When you’re going through a bad experience is there ever a part of you that’s thinking ‘at least it’s giving me something to write about’?
“In the past yes totally, I’ve had some unbelievably terrible things happen to me where I should be losing it and there’s a little smirk. There are people who aren’t musical who if they’re angry with something they’ll write it down on a piece of paper and that’s enough to get it out. There’s something weirdly therapeutic about just seeing it or hearing it out loud so it’s not just stuck in your head.”
Is it important to you that listeners know the back story behind the album?
“Yeah totally, it’s very important to me. Really the reason why people write music, or why I write music I guess, is that you have faults and things that you’re going through, it is therapeutic. You’re telling people ‘hey these are the problems with me’ and just hoping they accept you. When you’re out there singing these songs to people and they’re clapping and showing you love, selfishly it just makes you feel better about your life.”
By writing about those flaws do you think you’ve become a better person?
“Oh yes, my life couldn’t be more different than it was during that time. A lot of things have changed. I’m living out in California now, I’m in the most serious relationship I’ve ever been in. Living a lot healthier lifestyle. I’m just in a happier place.”
A California place!
“It really is a nice place. I totally recommend it. Going from New Orleans to that couldn’t be more different.”
Does that then make you even prouder of the music, that it’s had a noticeable effect on you?

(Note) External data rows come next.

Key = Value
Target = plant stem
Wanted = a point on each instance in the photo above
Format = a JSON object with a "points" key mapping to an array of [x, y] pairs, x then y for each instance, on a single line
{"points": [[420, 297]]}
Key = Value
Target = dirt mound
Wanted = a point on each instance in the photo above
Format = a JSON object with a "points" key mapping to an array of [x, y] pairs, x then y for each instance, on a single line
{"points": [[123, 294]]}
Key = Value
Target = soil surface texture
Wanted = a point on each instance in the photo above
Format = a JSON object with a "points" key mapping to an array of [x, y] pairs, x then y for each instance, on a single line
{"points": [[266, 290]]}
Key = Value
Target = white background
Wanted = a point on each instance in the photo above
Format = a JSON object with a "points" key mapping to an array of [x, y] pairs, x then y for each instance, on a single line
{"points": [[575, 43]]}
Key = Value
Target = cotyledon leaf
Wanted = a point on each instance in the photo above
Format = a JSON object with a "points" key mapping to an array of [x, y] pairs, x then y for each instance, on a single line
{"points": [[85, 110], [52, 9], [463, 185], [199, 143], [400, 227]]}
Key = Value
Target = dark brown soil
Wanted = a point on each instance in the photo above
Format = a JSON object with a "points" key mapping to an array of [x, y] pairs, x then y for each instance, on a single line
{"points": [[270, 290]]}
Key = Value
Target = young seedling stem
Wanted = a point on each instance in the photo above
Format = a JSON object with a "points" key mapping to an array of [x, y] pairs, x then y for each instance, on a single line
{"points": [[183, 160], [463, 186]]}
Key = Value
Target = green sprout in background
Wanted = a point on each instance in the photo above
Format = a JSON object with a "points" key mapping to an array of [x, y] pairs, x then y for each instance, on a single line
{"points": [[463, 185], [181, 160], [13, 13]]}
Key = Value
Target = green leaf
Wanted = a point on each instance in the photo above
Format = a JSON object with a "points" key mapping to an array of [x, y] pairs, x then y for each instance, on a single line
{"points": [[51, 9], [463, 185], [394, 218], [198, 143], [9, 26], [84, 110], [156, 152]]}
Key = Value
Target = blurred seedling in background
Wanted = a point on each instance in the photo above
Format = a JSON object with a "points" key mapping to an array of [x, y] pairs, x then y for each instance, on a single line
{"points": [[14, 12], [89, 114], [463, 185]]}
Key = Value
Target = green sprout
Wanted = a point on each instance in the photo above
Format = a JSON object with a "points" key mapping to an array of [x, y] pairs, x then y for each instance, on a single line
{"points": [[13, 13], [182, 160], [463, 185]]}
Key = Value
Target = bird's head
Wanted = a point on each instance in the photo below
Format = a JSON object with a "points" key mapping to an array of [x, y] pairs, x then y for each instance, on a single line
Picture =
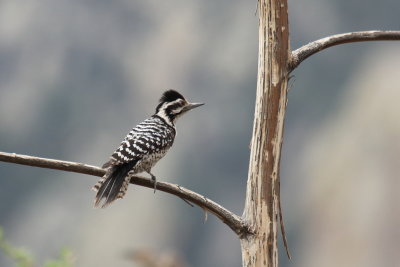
{"points": [[173, 105]]}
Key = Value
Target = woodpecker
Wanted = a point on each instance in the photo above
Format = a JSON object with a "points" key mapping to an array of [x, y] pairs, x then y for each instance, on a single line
{"points": [[142, 148]]}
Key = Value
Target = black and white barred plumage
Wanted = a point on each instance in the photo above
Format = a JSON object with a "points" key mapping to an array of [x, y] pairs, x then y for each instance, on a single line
{"points": [[142, 148]]}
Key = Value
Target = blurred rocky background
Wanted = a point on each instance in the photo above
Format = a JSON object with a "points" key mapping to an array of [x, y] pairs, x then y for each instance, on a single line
{"points": [[75, 76]]}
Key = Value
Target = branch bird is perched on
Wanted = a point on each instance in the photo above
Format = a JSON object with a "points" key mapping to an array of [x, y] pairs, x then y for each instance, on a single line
{"points": [[142, 148]]}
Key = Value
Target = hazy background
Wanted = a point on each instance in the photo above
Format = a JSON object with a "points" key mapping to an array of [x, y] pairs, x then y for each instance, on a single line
{"points": [[75, 76]]}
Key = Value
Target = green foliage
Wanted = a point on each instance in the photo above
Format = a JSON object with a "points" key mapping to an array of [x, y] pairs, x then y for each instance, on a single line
{"points": [[23, 258]]}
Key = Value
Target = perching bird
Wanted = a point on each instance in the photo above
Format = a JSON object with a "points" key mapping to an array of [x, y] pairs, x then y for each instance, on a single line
{"points": [[144, 145]]}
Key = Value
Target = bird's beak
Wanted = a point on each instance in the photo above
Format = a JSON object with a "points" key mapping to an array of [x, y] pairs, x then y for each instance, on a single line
{"points": [[192, 106]]}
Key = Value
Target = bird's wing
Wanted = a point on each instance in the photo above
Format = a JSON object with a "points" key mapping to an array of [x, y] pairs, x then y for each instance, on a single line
{"points": [[146, 138]]}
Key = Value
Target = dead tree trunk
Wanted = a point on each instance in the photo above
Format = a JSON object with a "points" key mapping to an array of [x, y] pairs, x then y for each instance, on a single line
{"points": [[262, 206]]}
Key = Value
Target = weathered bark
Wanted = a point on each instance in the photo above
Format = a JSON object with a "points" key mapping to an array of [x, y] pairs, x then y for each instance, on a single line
{"points": [[261, 210]]}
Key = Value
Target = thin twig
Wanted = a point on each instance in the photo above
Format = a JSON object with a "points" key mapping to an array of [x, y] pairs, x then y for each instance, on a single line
{"points": [[310, 49], [229, 218]]}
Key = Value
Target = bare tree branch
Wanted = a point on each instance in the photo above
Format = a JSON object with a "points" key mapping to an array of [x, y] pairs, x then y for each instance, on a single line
{"points": [[235, 222], [310, 49]]}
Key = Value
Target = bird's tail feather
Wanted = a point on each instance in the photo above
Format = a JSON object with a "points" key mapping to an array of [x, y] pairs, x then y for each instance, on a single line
{"points": [[113, 184]]}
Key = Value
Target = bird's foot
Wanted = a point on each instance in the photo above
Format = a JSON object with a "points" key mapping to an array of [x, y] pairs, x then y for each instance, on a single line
{"points": [[153, 177]]}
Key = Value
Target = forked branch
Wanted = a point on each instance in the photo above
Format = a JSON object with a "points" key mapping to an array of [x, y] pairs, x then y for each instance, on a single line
{"points": [[310, 49], [229, 218]]}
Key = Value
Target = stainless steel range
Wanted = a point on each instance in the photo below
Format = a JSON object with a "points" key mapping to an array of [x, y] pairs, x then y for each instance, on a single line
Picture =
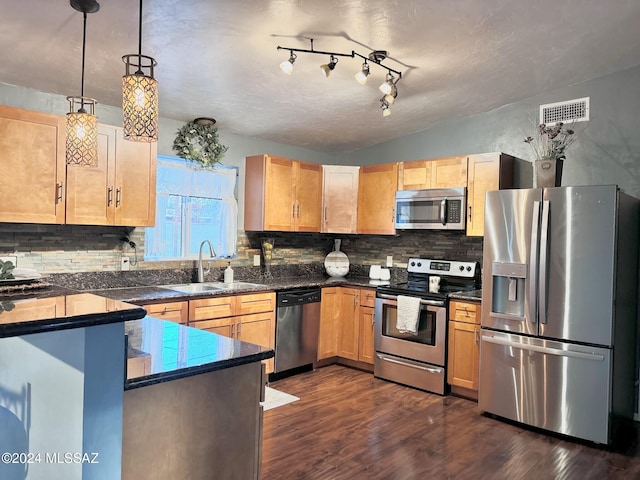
{"points": [[417, 356]]}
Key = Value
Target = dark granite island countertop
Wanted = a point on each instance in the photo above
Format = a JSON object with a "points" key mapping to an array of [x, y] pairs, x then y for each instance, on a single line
{"points": [[170, 351], [60, 309], [154, 294]]}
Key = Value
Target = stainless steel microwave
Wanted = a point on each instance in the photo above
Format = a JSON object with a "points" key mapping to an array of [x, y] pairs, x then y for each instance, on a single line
{"points": [[431, 209]]}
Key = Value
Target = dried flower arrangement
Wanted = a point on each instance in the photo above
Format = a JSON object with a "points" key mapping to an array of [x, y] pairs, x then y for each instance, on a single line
{"points": [[552, 141]]}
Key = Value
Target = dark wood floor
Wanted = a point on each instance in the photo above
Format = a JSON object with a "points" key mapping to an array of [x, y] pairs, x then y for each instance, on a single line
{"points": [[350, 425]]}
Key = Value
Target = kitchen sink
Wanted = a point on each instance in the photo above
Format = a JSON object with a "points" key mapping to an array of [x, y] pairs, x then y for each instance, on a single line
{"points": [[192, 287], [235, 285], [210, 286]]}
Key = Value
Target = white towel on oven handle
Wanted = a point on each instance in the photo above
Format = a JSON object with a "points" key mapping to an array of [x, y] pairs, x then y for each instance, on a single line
{"points": [[408, 314]]}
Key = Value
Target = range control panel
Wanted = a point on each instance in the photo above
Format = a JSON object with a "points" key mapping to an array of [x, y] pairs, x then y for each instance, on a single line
{"points": [[442, 267]]}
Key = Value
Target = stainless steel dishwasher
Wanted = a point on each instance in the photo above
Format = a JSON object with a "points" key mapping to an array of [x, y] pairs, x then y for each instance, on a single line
{"points": [[297, 326]]}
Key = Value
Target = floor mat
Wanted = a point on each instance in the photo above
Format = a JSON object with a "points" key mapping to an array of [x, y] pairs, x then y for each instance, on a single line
{"points": [[275, 398]]}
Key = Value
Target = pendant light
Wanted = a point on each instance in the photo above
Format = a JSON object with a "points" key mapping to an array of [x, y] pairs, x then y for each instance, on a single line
{"points": [[82, 123], [140, 95]]}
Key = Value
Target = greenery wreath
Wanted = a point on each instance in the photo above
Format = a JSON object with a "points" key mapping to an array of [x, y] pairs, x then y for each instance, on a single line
{"points": [[199, 143]]}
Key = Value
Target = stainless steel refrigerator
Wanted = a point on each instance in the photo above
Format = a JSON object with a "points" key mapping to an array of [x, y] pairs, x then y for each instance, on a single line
{"points": [[559, 293]]}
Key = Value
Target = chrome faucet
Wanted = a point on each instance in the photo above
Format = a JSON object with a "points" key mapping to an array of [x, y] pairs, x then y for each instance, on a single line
{"points": [[201, 273]]}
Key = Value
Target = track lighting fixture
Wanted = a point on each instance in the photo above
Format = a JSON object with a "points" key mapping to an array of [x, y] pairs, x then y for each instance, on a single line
{"points": [[388, 88], [361, 76], [328, 67], [140, 94], [82, 124], [287, 65]]}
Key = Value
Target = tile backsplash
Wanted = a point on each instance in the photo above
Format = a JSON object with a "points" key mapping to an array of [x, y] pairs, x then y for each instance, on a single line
{"points": [[77, 248]]}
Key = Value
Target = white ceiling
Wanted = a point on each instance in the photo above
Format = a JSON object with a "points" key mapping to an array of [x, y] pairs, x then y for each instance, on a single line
{"points": [[219, 58]]}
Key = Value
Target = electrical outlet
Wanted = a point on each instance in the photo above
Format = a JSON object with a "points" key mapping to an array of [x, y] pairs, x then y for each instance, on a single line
{"points": [[13, 260], [124, 263]]}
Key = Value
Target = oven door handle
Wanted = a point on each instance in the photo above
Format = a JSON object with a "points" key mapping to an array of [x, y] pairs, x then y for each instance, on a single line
{"points": [[437, 371], [437, 303]]}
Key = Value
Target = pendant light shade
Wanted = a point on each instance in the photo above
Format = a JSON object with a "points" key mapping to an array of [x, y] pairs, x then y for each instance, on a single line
{"points": [[139, 100], [140, 94], [82, 132], [82, 123]]}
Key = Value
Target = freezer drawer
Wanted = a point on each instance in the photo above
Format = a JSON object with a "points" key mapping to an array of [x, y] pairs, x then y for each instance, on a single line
{"points": [[556, 386]]}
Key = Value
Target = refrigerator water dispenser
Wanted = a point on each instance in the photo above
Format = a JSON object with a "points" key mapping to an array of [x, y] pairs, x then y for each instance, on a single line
{"points": [[508, 293]]}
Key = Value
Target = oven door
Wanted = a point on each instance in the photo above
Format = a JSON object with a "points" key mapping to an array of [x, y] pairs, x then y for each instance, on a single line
{"points": [[428, 345]]}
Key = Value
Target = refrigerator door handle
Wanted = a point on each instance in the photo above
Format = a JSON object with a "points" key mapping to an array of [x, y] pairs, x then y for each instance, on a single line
{"points": [[533, 260], [546, 350], [544, 245]]}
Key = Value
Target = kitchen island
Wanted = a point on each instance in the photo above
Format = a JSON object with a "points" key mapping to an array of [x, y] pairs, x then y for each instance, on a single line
{"points": [[67, 409]]}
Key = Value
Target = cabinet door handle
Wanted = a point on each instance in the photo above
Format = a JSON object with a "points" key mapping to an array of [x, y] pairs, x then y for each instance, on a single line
{"points": [[59, 191]]}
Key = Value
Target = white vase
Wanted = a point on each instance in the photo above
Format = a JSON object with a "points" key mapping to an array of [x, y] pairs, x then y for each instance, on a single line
{"points": [[547, 173]]}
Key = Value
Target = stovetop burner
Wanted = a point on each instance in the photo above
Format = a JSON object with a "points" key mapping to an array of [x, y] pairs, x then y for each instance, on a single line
{"points": [[454, 277]]}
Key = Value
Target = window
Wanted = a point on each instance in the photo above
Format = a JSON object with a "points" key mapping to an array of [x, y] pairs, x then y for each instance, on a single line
{"points": [[193, 204]]}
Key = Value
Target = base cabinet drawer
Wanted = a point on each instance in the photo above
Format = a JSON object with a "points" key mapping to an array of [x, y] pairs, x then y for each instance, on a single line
{"points": [[174, 311]]}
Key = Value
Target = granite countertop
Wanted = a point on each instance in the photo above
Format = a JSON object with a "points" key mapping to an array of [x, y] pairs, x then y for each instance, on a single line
{"points": [[157, 294], [473, 295], [177, 351], [57, 308]]}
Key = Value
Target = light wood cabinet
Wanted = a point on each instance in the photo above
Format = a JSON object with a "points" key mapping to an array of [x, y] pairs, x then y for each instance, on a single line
{"points": [[120, 190], [449, 172], [445, 172], [328, 333], [464, 346], [173, 311], [349, 321], [339, 198], [414, 175], [282, 194], [32, 154], [376, 198], [249, 317], [346, 324], [366, 348], [486, 172]]}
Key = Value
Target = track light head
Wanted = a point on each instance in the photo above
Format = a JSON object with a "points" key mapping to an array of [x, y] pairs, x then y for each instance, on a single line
{"points": [[361, 76], [328, 67], [384, 105], [388, 85], [391, 97], [287, 65]]}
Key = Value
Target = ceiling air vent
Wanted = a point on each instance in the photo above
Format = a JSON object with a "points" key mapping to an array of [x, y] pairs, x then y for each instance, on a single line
{"points": [[570, 111]]}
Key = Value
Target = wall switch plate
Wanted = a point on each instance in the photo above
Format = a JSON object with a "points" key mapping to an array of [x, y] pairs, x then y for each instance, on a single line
{"points": [[124, 263]]}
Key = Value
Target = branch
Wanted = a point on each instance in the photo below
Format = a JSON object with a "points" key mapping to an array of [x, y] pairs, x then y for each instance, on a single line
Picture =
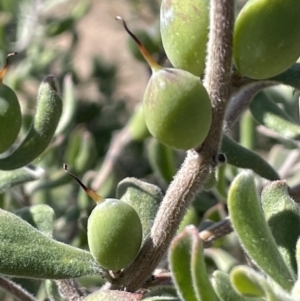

“It’s important to me not just to be an entertainer. If when I’m older I look back on the work that I’d done and all I did was entertain people like a song and dance man I wouldn’t be very happy. It’s important to me to make stuff that is meaningful to me and that will hopefully mean something to other people.”
What would you like the listener to take from the album?
“From this album, in particular, I hope people see that it can be very difficult to forgive yourself and to look at your own faults and address those problems but at the end I think that you come out better. This is an optimistic album overall, it can be dark but I think you come out on the other side a better person. I hope that people look at their lives and think about who they are. I had a hard time realising that you really are the sum of your actions, it’s not enough just to have good intentions. You have got to make good decisions all the time. Those are the kind of things that I want people to think about when they’re listening to the album.”